# Simple Spark Data Example

This notebook demonstrates:
1. Creating a Spark session with executors
2. Creating sample data
3. Writing data to the `/data` shared volume
4. Reading the data back
5. Performing basic transformations

This tests both the Spark connectivity and the shared storage mount.

In [None]:
# Import required libraries
import sys
import os
from datetime import datetime, timedelta
import random

# Add the utils directory to the path
sys.path.append('/opt/teehr')

from simple_spark_helper import create_spark_session

In [None]:
# Uncomment to test write access to MinIO to in-cluster bucket.
# os.environ["AWS_ACCESS_KEY_ID"] = "minioadmin"
# os.environ["AWS_SECRET_ACCESS_KEY"] = "minioadmin123"

In [None]:
# Create Spark session with 2 executors for testing
spark = create_spark_session(
    app_name="TEEHR-Data-Example",
    executor_instances=2,
    executor_memory="1g",
    executor_cores=1,
    driver_memory="1g"
)

print("\n🎉 Spark session ready!")
print(f"Spark UI: {spark.sparkContext.uiWebUrl}")

In [None]:
# Test basic Spark functionality
print("📊 Testing basic Spark operations...")
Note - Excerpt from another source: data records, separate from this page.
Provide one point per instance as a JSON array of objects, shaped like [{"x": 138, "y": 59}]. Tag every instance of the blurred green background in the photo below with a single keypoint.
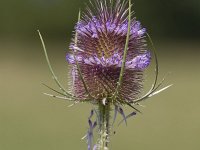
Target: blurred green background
[{"x": 30, "y": 120}]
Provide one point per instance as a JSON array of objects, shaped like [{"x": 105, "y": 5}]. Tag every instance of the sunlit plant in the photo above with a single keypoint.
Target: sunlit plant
[{"x": 108, "y": 56}]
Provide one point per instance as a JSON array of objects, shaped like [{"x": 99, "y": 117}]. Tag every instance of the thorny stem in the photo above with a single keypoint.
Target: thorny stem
[{"x": 104, "y": 126}]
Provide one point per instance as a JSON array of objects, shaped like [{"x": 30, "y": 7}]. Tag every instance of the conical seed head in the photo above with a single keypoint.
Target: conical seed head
[{"x": 99, "y": 48}]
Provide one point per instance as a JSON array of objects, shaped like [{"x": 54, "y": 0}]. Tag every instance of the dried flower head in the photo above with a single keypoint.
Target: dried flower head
[{"x": 99, "y": 48}]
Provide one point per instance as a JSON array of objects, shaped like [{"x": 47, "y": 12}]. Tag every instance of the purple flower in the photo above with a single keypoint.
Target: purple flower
[{"x": 101, "y": 37}]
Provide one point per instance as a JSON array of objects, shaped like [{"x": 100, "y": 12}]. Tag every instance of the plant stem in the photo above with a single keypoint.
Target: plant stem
[{"x": 104, "y": 126}]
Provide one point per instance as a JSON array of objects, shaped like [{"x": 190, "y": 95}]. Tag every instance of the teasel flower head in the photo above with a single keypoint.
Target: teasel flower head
[
  {"x": 108, "y": 56},
  {"x": 98, "y": 48}
]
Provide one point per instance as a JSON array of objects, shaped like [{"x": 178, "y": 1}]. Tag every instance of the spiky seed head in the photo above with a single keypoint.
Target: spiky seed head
[{"x": 101, "y": 37}]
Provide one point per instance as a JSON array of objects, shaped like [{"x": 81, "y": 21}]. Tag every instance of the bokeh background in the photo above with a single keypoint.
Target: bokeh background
[{"x": 30, "y": 120}]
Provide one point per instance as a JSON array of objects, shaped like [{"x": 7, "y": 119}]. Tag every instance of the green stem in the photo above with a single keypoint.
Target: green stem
[{"x": 104, "y": 126}]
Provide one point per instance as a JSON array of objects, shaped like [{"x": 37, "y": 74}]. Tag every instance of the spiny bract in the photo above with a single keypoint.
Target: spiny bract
[{"x": 99, "y": 47}]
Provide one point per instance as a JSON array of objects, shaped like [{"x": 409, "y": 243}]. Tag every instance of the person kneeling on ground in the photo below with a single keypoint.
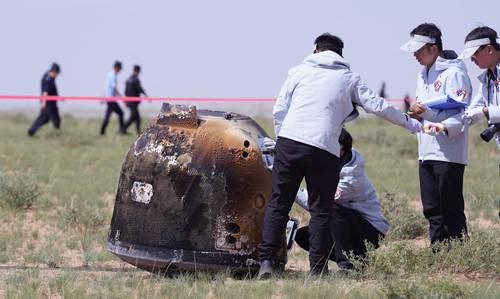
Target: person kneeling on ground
[{"x": 356, "y": 214}]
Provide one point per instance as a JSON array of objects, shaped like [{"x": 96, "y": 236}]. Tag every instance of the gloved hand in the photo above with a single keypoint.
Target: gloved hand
[
  {"x": 413, "y": 125},
  {"x": 473, "y": 115},
  {"x": 269, "y": 144},
  {"x": 434, "y": 129}
]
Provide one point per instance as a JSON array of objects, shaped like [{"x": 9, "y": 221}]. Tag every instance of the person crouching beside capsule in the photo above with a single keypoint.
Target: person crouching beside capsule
[
  {"x": 310, "y": 110},
  {"x": 356, "y": 212}
]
# Create a simple DataFrame
data = [(i, f"name_{i}", random.uniform(10.0, 100.0)) for i in range(1000)]
columns = ["id", "name", "value"]

df = spark.createDataFrame(data, columns)

print(f"✅ Created DataFrame with {df.count()} rows")
print("\n📋 Sample data:")
df.show(10)

In [None]:
# Check that /data directory is accessible
data_dir = "/data"
print(f"📁 Checking data directory: {data_dir}")

if os.path.exists(data_dir):
    print(f"✅ Data directory exists")
    print(f"   Directory contents: {os.listdir(data_dir)}")
    
    # Test write permissions
    test_file = os.path.join(data_dir, "test_write.txt")
    try:
        with open(test_file, "w") as f:
            f.write("test")
        os.remove(test_file)
        print(f"✅ Write permissions confirmed")
    except Exception as e:
        print(f"❌ Write permission test failed: {e}")
else:
    print(f"❌ Data directory does not exist!")

In [None]:
# Debug: Check detailed permissions and ownership
import subprocess
import stat

print(f"🔍 Detailed investigation of {data_dir}:")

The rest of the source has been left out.